He felt that if he had not rushed incontinently from the presence of that underground star-gazer Dr. Wilson, he must either have punched that respected person’s venerated head, or have laughed in his honored face. In either case he would, of course, have roused the extensive ire of that potent worthy, and have been at once exposed to a fire of supernatural influences that would have been probably unpleasant, to say the least.
The unmusical Johannes looks upon accordeons as cruel instruments of refined torture, and detests them as the vilest of all created or invented things, and he had been very careful to offend none of the magic community, lest he should, by some high-pressure power of their enchanted spells, be transformed into an accordeon, and be condemned to eternally have shrieking music pulled out of his bowels by unrelenting boys.
Having this terrible possible doom continually before his mind’s optics, he felt that it would be only the part of prudence to avoid the company of those black art professors in whose presence he could not keep all his feelings well in hand. So, no more wizards would he visit, but the witches should henceforth have his entire attention.
It is a fortunate circumstance that there are no other men than the aforesaid Doctor Wilson, in the witch business in New York, so that there would be no temptation to break this resolve, and he probably would not be troubled to keep it.
There is one breed of the modern witch that pretends to a sort of superiority in blood and manners, and those who practise this peculiar branch of the business put on certain aristocratic airs and utterly refuse to consort with those of another stamp. They disdain the title of “Astrologers,” or “Astrologists,” as most of them phrase it, and in their advertisements utterly repudiate the idea that they are “Fortune Tellers.”
These are the “Clairvoyants,” who do business by means of certain select mummeries of their own, and who make a great deal of money in their trade. There are a great number of these in the city, so many indeed that the business is over-done, and the price of retail clairvoyance has come materially down. The same dose of this article that formerly cost five dollars, may now be had for fifty cents, and the quality is not deteriorated, but is quite as good now as it ever was.
To one of these supernatural women did the hero resolve to pay his next visit, and he selected the abode of Mrs.

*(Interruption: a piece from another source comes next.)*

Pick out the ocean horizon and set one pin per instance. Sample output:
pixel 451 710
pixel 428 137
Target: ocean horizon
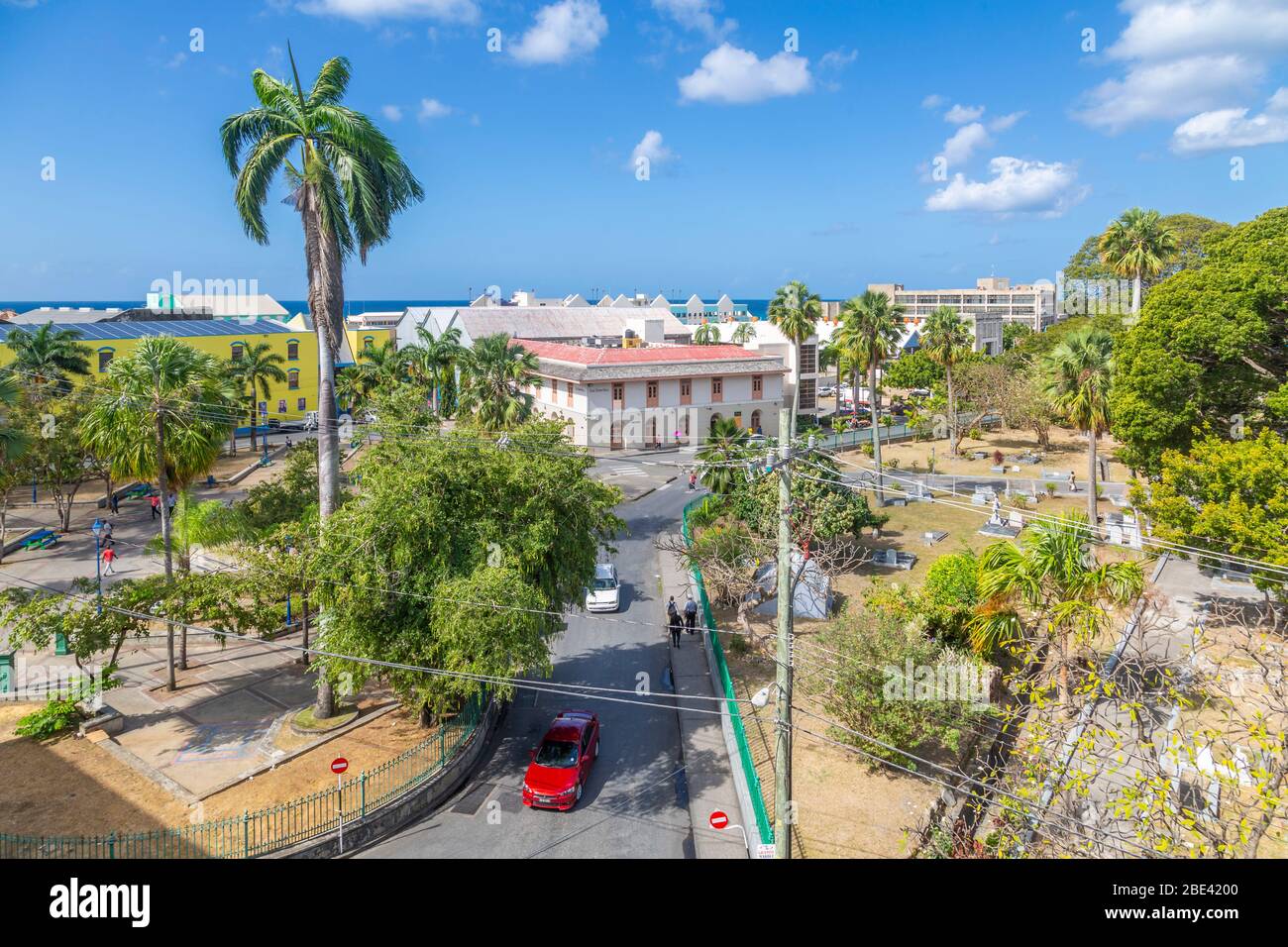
pixel 353 307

Hayes, of 176 Grand Street, for his initiatory consultation.
With the mysterious psychological phenomena denominated by those who profess to know them best, “clairvoyant manifestations,” Johannes had nothing to do, and was content, as every one of the uninitiated must perforce be, to accept the say-so of the spiritualistic journals that there are such phenomena and that they are unexplained and mysterious. No outside unbelievers in Spiritualism and the kindred arts may ever know anything of clairvoyant developments and demonstrations, save such one-sided varnished statements as the journals that deal in that sort of commodities choose to lay before the world. Every man must be spiritually wound up to concert pitch before he is in a condition to receive the highest revelations of the clairvoyant speculators. So that, whether the clairvoyance that is sold for money be a spurious or a superfine article few can tell. Certain it is that it is the same sort of stuff that has ever been retailed to the public under the name of clairvoyance, ever since the discovery of that remunerative humbug. It is more than likely that the twaddle of Mrs. Hayes, Mrs. Seymour, and the rest of the fortune-telling crew, would be repudiated by Andrew Jackson Davis and the rest of the spiritualistic firstchoppers, but it is none the less true that these gifted women sell their pretended knowledge of spirits and spiritual persons and things, with as much pretentiousness to unerring truth, as that veritable seer himself, and at a much lower price.

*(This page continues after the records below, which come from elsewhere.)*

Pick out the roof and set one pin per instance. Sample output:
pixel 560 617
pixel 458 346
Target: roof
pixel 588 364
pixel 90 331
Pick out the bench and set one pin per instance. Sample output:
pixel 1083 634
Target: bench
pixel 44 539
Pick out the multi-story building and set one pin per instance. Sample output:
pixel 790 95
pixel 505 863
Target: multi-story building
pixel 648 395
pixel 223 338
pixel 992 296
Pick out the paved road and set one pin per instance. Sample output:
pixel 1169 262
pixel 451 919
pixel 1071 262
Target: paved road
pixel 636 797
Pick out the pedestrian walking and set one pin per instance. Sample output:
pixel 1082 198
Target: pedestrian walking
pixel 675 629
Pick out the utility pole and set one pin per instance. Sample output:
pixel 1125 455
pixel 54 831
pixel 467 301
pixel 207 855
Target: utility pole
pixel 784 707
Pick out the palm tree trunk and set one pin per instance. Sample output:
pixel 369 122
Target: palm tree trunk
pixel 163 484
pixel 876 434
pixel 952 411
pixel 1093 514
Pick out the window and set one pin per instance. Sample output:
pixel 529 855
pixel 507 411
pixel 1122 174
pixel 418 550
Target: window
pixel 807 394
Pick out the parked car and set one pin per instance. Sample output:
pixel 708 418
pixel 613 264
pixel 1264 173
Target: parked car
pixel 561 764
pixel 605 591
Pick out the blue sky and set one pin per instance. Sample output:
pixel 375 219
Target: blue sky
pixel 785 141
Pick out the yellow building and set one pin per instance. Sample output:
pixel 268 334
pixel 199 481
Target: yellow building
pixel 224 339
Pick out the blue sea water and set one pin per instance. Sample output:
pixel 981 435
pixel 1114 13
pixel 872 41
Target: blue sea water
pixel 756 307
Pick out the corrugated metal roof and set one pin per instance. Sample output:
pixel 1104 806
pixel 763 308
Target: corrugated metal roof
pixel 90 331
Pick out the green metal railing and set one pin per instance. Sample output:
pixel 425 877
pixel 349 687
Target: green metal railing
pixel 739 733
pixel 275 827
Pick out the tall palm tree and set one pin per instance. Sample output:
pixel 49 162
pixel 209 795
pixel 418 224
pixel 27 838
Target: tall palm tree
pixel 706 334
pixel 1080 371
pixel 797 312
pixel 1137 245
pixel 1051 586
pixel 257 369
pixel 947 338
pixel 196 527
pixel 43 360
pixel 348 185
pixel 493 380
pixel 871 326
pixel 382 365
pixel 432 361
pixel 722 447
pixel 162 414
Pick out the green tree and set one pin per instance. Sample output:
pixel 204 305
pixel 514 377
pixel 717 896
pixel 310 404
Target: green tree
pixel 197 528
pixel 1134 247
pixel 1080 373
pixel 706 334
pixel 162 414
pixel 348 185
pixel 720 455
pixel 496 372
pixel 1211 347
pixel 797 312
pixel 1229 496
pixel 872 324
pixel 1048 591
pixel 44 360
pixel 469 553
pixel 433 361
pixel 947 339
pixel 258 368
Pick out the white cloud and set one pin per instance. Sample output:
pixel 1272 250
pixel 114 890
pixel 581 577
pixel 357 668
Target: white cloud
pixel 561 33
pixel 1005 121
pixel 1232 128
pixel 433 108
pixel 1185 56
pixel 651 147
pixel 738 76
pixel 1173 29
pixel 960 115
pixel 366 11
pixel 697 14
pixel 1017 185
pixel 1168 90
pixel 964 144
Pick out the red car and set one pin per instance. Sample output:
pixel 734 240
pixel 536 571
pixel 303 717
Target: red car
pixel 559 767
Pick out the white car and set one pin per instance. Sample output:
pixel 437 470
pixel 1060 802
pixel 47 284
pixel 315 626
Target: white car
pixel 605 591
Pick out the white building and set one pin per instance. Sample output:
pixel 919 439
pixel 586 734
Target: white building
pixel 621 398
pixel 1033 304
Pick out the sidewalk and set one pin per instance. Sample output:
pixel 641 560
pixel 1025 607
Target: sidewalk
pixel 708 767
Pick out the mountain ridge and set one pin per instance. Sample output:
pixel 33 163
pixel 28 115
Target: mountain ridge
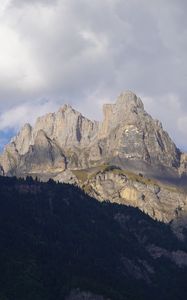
pixel 127 136
pixel 127 158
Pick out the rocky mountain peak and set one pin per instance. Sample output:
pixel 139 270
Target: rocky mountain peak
pixel 128 100
pixel 127 136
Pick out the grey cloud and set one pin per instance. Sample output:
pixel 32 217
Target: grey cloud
pixel 86 51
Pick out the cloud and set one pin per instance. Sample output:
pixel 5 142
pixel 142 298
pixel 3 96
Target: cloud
pixel 25 113
pixel 86 52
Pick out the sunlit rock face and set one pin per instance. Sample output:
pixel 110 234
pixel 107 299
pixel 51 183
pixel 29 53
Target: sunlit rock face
pixel 127 136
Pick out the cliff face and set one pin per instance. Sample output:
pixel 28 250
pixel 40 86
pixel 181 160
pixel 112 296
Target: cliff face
pixel 70 148
pixel 128 137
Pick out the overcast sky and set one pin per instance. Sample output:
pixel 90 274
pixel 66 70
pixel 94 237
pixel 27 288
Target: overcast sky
pixel 86 52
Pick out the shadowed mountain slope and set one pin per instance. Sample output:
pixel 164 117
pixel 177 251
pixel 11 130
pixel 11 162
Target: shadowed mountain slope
pixel 58 243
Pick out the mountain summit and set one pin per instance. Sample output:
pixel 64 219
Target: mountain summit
pixel 110 160
pixel 127 137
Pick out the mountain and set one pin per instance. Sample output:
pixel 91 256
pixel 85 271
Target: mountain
pixel 127 136
pixel 58 243
pixel 127 158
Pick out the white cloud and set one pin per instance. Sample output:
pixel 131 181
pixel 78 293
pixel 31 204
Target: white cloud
pixel 89 51
pixel 25 113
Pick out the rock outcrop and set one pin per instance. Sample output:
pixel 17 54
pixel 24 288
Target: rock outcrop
pixel 127 137
pixel 66 146
pixel 163 202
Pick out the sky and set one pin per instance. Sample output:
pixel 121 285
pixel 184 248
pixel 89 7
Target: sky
pixel 86 53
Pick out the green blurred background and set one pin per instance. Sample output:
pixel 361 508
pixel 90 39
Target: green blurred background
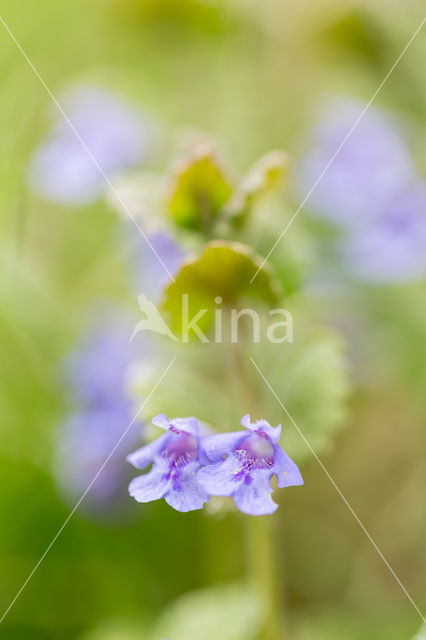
pixel 251 74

The clairvoyant department of modern witchcraft is necessarily carried on by a partnership, and one which is not identical with the legendary league with the devil. Two visible persons constitute the firm, for it takes a double team to do the work, and if the amiable gentleman just referred to makes a third in the concern, he is a silent partner who merely furnishes capital, while his name is not known in the business. The whole theory of clairvoyance as applied to fortune-telling and other branches of cheap necromancy, seems to be somewhat like this.

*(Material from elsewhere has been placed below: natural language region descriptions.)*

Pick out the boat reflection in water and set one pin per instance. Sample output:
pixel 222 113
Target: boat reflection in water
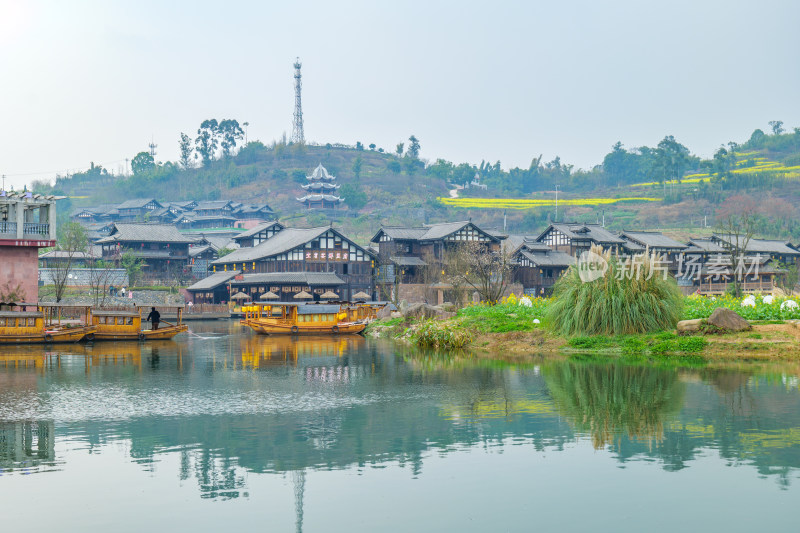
pixel 219 410
pixel 308 350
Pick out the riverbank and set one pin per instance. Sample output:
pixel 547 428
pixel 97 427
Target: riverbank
pixel 511 330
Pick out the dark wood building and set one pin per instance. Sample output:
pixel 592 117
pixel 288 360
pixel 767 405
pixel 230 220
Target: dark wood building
pixel 163 248
pixel 574 238
pixel 259 234
pixel 293 250
pixel 406 251
pixel 537 267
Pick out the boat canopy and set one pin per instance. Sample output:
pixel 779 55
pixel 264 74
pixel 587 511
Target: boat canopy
pixel 314 309
pixel 20 314
pixel 101 312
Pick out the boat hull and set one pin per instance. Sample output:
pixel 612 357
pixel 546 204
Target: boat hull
pixel 265 328
pixel 50 336
pixel 143 335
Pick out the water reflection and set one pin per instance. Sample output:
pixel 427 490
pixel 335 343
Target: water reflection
pixel 610 400
pixel 228 404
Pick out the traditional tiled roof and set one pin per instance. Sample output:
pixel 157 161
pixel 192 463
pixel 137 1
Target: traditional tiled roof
pixel 206 205
pixel 696 246
pixel 307 278
pixel 764 246
pixel 320 185
pixel 320 173
pixel 593 232
pixel 652 239
pixel 258 229
pixel 408 260
pixel 430 232
pixel 548 258
pixel 137 203
pixel 213 281
pixel 320 197
pixel 123 232
pixel 244 209
pixel 282 242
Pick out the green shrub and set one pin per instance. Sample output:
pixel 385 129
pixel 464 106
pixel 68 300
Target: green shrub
pixel 435 334
pixel 692 344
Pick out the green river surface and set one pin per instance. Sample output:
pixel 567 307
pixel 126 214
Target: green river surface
pixel 224 430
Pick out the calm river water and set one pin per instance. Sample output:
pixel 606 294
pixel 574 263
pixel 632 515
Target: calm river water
pixel 224 430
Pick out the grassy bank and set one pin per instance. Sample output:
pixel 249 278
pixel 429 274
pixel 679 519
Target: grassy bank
pixel 514 330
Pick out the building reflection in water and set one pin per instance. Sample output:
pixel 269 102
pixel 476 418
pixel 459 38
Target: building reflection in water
pixel 295 405
pixel 28 445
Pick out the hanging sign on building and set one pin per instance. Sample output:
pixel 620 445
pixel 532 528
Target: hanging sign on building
pixel 327 255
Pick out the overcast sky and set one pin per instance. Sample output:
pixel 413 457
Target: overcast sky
pixel 94 81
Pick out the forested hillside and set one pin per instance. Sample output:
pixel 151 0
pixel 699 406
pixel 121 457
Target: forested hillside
pixel 661 187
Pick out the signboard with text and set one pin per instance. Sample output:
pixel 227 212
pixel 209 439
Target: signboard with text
pixel 327 255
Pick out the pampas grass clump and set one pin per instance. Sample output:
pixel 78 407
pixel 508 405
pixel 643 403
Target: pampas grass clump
pixel 615 304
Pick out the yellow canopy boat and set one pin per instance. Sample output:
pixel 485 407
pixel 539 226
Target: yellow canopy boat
pixel 285 318
pixel 45 325
pixel 127 325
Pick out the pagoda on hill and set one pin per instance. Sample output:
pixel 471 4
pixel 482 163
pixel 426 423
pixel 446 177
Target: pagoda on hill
pixel 320 190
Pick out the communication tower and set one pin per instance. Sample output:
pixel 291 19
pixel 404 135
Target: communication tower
pixel 297 126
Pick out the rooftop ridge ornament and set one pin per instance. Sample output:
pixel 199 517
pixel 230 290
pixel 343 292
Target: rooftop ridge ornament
pixel 297 125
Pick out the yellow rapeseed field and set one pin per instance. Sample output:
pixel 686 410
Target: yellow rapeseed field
pixel 528 203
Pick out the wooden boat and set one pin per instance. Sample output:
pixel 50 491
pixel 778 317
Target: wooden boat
pixel 127 325
pixel 38 327
pixel 284 318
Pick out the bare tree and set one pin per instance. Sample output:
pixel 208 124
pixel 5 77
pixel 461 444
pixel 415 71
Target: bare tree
pixel 737 231
pixel 485 271
pixel 73 244
pixel 100 277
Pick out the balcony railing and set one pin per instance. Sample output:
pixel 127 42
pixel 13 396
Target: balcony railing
pixel 33 228
pixel 8 227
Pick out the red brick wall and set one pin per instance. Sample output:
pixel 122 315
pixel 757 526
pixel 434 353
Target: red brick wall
pixel 19 265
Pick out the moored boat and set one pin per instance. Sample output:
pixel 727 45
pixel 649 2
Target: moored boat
pixel 286 318
pixel 39 327
pixel 127 325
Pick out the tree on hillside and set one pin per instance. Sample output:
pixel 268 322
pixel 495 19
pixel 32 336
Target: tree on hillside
pixel 186 151
pixel 413 147
pixel 73 242
pixel 777 126
pixel 132 265
pixel 672 159
pixel 353 195
pixel 230 132
pixel 142 162
pixel 737 229
pixel 207 141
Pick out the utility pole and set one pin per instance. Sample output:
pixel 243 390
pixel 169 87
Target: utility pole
pixel 297 125
pixel 556 218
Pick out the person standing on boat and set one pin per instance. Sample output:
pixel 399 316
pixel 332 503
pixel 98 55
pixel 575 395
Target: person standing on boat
pixel 154 317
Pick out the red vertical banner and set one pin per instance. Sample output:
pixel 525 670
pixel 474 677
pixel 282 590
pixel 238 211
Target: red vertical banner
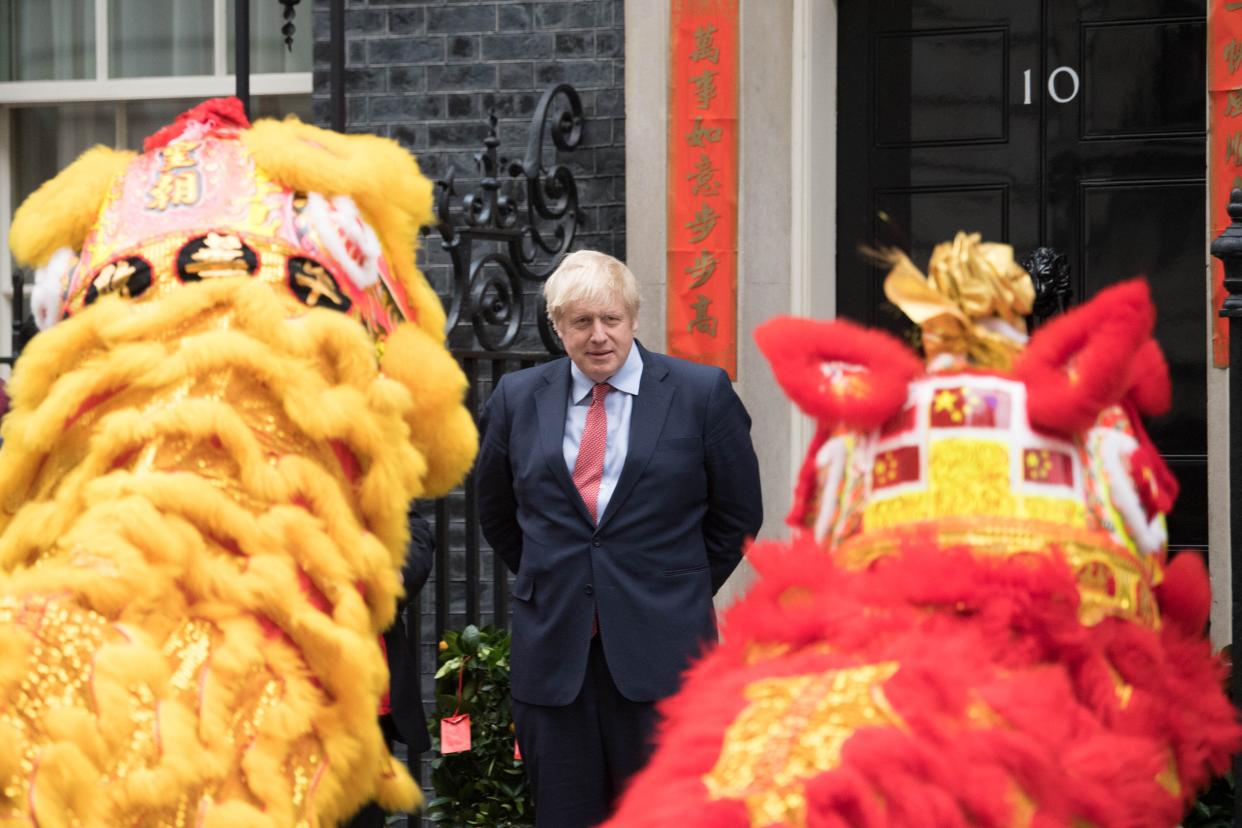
pixel 703 183
pixel 1225 143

A strong-minded person, generally a man with a physique like a Centre-Market butcher boy, obtains by some means possession of an extra soul or two, or spirit, or whatever else that intangible thing may be called. These spirits are always second-rate articles, not good enough to be put into vigorous and strong bodies, and which have been therefore hastily cased up in an inferior kind of human frame as a sort of make-shift for men and women.